企業情報データベース「Compalyze」を運営する株式会社Compalyzeは、退職代行を主力とする17主体の運営法人を特定し、社会保険の被保険者数、官報の決算公告、法人登記を横断照合した調査結果を公開しました。対象は複数の比較サイトで共通掲載され、各社公式サイトの運営者表記などから現在の運営法人を確認できたサービスに限定しています。2026年8月時点で被保険者数は最大13人、中央値2人で、10人超は1主体のみでした。創業2004年の最古参事業者は累計6万8千人超の支援を公称していますが、被保険者は1人でした。被保険者数は従業員数と一致せず、役員は含まれ、加入要件を満たさない短時間勤務者や業務委託は含まれません。設立日が判明した14主体のうち13主体が10年以内、5主体は5年以内で、所在地は8都府県に分かれます。
最多の1社は2023年12月の10人から増加し、2025年8月に47人に達した後、2026年2月の逮捕と起訴の翌月から毎月7人前後減り、現在は13人で推移しています。同社は2026年4月に経営体制を改め営業を再開しましたが回復は見られません。2026年8月28日には東京地裁が前社長らに執行猶予付き有罪判決を言い渡し、法人に罰金200万円を科しています。紹介を受けた弁護士側では一方が6月に有罪判決で控訴中、もう一方は10月7日の判決予定です。今回の分布は一時点のスナップショットであり、少なくとも1社は47人まで拡大した事実から、13人が業界の上限を示すものではありません。業界全体は少なくとも52法人が確認され、今回の17主体はその一部です。
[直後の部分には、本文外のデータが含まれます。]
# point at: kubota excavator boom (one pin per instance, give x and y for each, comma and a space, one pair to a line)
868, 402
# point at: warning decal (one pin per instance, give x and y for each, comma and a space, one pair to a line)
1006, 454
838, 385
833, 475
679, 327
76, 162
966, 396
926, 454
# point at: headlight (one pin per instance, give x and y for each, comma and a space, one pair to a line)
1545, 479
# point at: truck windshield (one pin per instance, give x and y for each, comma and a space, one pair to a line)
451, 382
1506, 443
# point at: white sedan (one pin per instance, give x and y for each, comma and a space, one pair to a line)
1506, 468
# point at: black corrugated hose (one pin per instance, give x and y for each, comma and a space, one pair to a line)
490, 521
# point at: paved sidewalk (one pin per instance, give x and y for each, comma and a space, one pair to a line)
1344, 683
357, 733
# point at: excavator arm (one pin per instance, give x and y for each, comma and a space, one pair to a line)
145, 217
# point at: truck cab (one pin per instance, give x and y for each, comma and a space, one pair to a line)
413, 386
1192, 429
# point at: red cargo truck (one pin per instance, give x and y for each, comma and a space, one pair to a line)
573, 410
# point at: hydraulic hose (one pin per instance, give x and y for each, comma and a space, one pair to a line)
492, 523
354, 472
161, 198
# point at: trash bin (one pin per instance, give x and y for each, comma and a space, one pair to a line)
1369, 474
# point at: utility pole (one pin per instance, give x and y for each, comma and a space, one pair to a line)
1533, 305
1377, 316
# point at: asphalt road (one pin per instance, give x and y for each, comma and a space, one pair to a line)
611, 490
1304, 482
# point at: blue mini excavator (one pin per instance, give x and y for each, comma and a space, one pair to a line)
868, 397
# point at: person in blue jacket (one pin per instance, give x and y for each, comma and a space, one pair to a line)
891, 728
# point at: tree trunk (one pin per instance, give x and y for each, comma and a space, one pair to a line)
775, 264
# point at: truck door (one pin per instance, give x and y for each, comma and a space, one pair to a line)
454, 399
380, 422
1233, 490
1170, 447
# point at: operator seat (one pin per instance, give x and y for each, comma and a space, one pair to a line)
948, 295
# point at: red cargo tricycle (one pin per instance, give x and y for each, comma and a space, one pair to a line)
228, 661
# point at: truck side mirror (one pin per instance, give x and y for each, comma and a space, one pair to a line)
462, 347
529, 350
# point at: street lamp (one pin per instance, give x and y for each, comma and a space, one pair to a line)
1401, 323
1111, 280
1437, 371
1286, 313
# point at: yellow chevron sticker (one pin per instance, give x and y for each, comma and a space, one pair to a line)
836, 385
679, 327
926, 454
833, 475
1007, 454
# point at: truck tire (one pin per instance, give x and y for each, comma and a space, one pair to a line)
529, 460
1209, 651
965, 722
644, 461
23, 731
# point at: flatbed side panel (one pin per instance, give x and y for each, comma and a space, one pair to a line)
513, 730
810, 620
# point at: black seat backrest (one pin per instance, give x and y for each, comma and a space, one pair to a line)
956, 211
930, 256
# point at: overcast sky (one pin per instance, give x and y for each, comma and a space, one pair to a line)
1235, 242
一方、比較サイト上位の複数サービスは合同労働組合運営で、国税庁の法人番号公表サイトで公表された法人番号を確認できず、社会保険や決算公告のデータと紐づけられませんでした。人格のない社団等にも法人番号は指定されますが、公表には代表者等の同意が必要で、同意がなければサイトに現れません。組合型でも公表された法人番号を持つ主体は存在し、辿れるケースと辿れないケースが混在します。調査は行政データで観測可能な範囲の輪郭を示し、対象や指標の違いが把握結果に影響する点を明確にしました。